2.5 Million Southerners Would Benefit From An Increase In The Minimum Wage
2.5 million Southern workers would benefit directly from an increase in the federal minimum wage to $7.25 per hour.
Texas is home to the largest number of potential beneficiaries (658,000) in both the nation and the South. When potential beneficiaries are measured as a percentage of a state's workforce, the Gulf Coast states of Alabama, Mississippi and Louisiana would rank among the nation's biggest winners. Roughly 10 percent of Alabama's workforce would enjoy higher pay as the result of an increase in the minimum wages, as would 9.5 percent of Mississippi's workforce and 9.1 percent of Louisiana's workers.
These findings come from a new study by Heather Boushey and John Schmitt, economists at the Center for Economic and Policy Research in Washington, D.C. An impact analysis of a minimum wage increase, the study describes the demographic characteristics of minimum wage workers and shows how an increase could enrich their personal finances.
Three key findings emerge from the report:
- Without federal action, the purchasing power of the federal minimum wage, adjusting for inflation, soon will fall to its lowest level since 1955. Even an increase to $7.25 would return the minimum wage only to where it was in the mid-1980s.
- Minimum wage workers contribute a large portion of their family's income.
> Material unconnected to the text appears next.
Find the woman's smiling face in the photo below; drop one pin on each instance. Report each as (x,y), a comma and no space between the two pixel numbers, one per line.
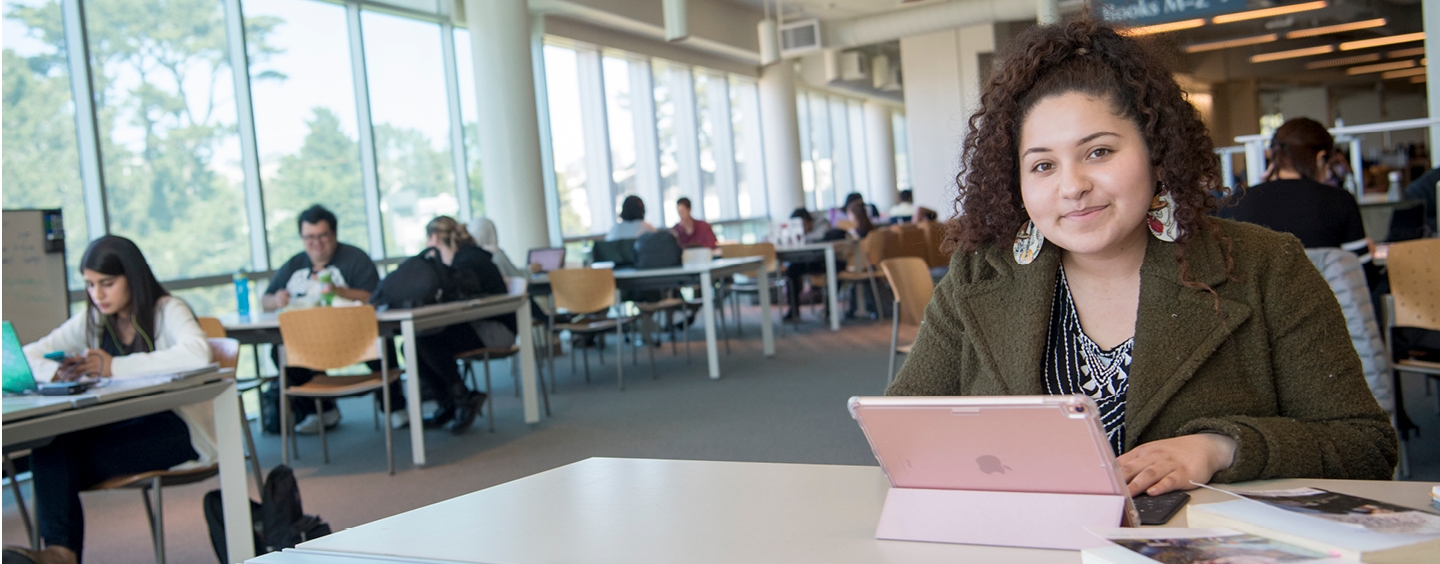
(1085,174)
Half of all minimum-wage workers are prime-age workers (ages 25-54). In families with a minimum-wage worker, that worker contributed 68 percent of the family's 2002 income.
- The extra $1,500 that a full-time minimum-wage worker would earn as a result of a wage increase is the equivalent of 8.8 months of groceries or 10.5 months of heating an utility bills, based on typical consumer expenditures for low-income families.